Why GLP-1 Weight Loss Drugs Stop Working for So Many People
Science | May 27, 2026
GLP-1 weight loss drugs like semaglutide have reshaped how medicine treats obesity, but researchers have struggled to answer a basic question: why does weight loss eventually plateau in most patients, and why do two people on the same drug at the same dose lose such different amounts of weight? New research from the National Institutes of Health, published this week in Nature Metabolism, offers the most detailed cellular-level answer yet, and it points toward a future generation of treatments that could address both problems at once.
The study, led by Claire Gao, Ph.D., a postdoctoral fellow at NIH’s National Institute of General Medical Sciences, used fluorescence imaging to observe in real time how semaglutide, the active compound in Ozempic and Wegovy, triggers signaling activity inside individual brain cells in mice. What Gao’s team found was not the clean, uniform signal that prior research implied. It was something more variable, more interesting, and more clinically useful to understand.
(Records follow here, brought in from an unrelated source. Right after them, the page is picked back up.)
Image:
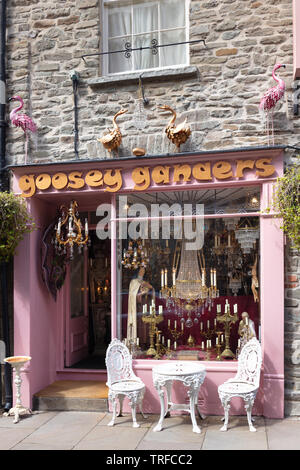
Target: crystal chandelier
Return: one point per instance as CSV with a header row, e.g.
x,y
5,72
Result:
x,y
188,284
136,255
235,284
246,235
68,231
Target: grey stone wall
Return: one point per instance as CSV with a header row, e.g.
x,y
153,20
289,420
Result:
x,y
244,39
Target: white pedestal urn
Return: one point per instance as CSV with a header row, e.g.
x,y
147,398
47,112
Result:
x,y
17,362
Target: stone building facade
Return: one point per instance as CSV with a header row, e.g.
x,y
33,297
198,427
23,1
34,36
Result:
x,y
218,92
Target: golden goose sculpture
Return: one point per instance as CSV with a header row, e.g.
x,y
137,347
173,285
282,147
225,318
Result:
x,y
112,140
177,134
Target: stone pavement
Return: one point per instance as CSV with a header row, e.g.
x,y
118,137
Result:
x,y
79,430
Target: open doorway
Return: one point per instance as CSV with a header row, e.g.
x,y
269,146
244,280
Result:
x,y
90,297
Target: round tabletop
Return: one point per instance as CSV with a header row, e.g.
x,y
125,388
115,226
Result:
x,y
179,368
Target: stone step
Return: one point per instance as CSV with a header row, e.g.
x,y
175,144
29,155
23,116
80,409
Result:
x,y
72,395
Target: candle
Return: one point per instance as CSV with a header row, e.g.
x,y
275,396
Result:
x,y
59,226
174,276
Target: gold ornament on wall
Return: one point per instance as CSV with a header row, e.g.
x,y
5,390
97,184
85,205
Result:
x,y
179,134
112,140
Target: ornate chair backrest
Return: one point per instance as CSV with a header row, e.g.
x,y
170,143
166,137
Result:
x,y
249,363
118,362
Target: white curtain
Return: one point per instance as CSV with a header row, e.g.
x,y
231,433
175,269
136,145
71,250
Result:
x,y
138,24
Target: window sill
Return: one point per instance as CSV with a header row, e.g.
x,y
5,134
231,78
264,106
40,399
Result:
x,y
153,75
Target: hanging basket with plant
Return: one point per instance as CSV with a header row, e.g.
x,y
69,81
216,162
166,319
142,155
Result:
x,y
15,222
286,203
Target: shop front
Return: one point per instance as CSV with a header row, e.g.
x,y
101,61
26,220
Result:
x,y
183,261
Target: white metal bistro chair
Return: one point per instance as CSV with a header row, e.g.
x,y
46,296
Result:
x,y
246,382
122,382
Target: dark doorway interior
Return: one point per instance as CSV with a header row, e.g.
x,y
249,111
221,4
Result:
x,y
99,303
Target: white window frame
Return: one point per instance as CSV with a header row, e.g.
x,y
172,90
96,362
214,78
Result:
x,y
123,3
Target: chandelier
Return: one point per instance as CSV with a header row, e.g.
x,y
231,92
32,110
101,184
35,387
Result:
x,y
136,255
68,231
188,284
235,284
246,235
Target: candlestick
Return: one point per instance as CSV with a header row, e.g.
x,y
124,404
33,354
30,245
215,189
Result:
x,y
227,319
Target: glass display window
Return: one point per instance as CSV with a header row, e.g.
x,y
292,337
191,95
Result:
x,y
188,273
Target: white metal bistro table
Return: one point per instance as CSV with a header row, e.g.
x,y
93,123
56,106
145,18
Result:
x,y
191,374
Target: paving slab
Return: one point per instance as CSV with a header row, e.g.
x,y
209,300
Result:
x,y
234,440
283,434
126,420
33,421
111,438
10,438
177,434
65,429
237,423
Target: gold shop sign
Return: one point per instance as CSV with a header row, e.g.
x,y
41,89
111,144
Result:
x,y
112,179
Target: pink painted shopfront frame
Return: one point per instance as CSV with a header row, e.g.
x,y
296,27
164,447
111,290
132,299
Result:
x,y
39,323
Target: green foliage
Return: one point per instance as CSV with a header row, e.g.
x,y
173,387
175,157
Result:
x,y
15,222
286,202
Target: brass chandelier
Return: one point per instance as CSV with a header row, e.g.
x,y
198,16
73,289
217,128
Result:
x,y
69,231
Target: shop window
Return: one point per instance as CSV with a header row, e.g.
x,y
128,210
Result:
x,y
181,275
143,23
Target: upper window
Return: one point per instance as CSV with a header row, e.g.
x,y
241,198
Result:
x,y
135,24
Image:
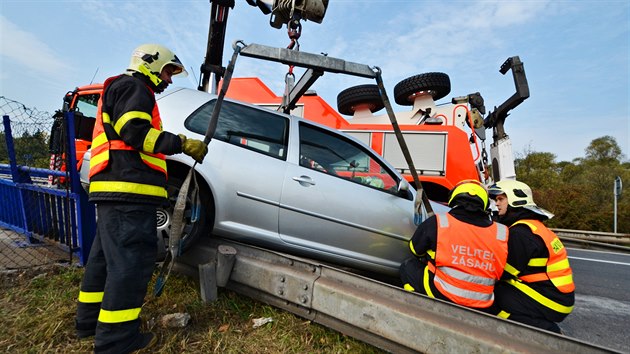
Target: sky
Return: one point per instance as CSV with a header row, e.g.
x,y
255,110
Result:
x,y
576,54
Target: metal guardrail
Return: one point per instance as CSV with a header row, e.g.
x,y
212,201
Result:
x,y
29,207
377,313
595,239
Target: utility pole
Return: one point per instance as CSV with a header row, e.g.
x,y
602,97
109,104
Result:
x,y
617,186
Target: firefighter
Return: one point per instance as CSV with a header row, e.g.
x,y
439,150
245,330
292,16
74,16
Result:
x,y
458,256
537,288
127,183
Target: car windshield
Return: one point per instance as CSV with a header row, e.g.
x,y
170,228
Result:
x,y
245,126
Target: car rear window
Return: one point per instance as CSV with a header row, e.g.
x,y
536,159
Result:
x,y
250,128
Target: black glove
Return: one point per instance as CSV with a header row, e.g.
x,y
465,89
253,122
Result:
x,y
194,148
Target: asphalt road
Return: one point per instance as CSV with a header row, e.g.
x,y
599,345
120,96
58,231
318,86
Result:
x,y
602,302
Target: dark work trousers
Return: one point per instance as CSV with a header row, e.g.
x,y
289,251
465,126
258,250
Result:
x,y
524,309
120,266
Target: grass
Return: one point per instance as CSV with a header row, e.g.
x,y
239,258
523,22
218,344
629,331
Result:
x,y
37,309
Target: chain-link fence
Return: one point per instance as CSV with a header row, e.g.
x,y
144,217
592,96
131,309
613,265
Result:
x,y
30,221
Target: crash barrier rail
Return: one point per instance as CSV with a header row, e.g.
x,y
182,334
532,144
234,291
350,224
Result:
x,y
382,315
35,215
595,239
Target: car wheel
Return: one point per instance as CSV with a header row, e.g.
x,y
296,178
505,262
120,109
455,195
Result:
x,y
438,84
351,97
192,229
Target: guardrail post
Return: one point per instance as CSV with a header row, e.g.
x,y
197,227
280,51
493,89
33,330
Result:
x,y
17,177
86,215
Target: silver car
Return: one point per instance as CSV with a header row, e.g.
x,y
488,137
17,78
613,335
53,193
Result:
x,y
288,184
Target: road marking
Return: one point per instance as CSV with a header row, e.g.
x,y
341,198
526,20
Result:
x,y
599,260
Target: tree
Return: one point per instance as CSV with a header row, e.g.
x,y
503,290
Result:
x,y
579,192
604,150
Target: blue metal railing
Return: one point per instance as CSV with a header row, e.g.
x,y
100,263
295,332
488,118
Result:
x,y
39,211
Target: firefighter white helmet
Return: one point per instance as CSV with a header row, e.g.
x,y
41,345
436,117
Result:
x,y
150,59
518,194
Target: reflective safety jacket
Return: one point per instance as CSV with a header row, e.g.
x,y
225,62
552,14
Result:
x,y
555,268
119,172
468,261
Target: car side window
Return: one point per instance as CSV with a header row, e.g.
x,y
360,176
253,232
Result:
x,y
333,154
247,127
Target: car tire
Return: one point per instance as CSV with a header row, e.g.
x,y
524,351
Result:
x,y
356,95
192,230
439,84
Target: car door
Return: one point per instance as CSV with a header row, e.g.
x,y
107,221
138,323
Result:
x,y
245,168
341,200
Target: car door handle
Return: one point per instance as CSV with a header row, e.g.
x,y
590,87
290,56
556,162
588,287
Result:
x,y
304,180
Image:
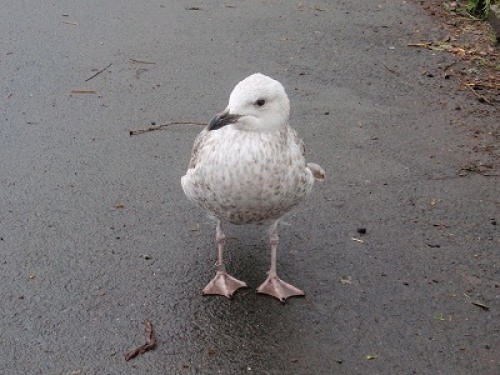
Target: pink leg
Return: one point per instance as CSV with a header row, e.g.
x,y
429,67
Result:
x,y
222,283
273,285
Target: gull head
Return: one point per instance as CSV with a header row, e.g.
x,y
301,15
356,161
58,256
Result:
x,y
258,103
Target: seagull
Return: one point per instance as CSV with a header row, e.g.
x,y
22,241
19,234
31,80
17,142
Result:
x,y
248,167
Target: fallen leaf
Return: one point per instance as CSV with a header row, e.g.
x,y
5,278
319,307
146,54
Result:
x,y
346,280
440,316
357,240
150,343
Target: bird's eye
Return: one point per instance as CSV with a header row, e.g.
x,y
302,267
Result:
x,y
260,102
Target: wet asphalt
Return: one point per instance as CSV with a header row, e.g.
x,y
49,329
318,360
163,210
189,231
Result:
x,y
397,253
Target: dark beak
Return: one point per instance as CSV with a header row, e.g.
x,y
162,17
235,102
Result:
x,y
222,119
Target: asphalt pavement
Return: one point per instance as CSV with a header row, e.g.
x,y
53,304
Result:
x,y
397,251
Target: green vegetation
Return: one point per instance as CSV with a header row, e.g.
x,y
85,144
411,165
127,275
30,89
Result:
x,y
479,8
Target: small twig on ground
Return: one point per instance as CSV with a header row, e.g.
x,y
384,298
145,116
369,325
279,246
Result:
x,y
477,303
99,72
142,61
478,95
150,343
391,70
163,126
83,91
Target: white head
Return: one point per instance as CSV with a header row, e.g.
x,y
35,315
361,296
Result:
x,y
258,103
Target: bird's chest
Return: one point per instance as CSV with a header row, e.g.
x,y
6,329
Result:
x,y
250,165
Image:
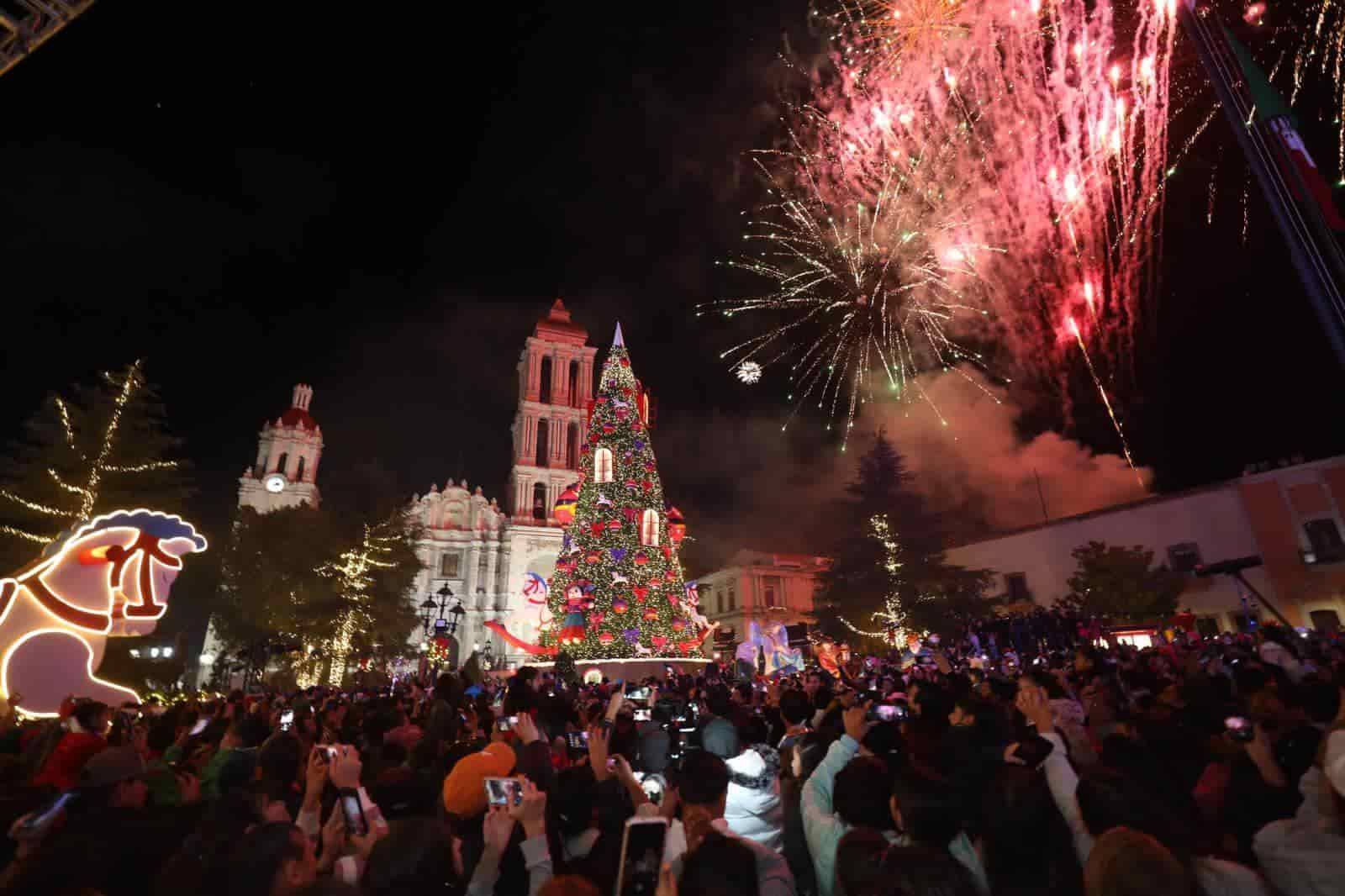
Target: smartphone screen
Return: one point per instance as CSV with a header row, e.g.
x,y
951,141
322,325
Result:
x,y
49,813
642,856
504,791
354,811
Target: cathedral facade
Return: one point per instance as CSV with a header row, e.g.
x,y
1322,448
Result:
x,y
498,560
495,560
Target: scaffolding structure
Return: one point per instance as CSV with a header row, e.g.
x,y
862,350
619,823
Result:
x,y
27,24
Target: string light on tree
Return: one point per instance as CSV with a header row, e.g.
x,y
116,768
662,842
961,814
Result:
x,y
77,456
354,573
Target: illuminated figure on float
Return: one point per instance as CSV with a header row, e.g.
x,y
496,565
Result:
x,y
111,579
775,645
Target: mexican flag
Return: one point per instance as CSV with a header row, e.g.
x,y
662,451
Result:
x,y
1273,119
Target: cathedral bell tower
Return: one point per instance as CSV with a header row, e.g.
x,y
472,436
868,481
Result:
x,y
288,450
555,390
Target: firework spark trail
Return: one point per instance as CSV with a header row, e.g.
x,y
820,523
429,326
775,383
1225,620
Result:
x,y
1106,401
974,172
What GLP-1 Weight Loss Drugs Are and Why They Took Over
To understand why the NIH findings matter, it helps to understand the scale of what GLP-1 treatments have become in a short time. Semaglutide, developed by Novo Nordisk, was originally approved for type 2 diabetes management under the brand name Ozempic. Its weight-loss formulation, Wegovy, received FDA approval in 2021. Tirzepatide, Eli Lilly’s dual GLP-1/GIP receptor agonist sold as Mounjaro and Zepbound, followed and in many trials produced even larger weight reductions.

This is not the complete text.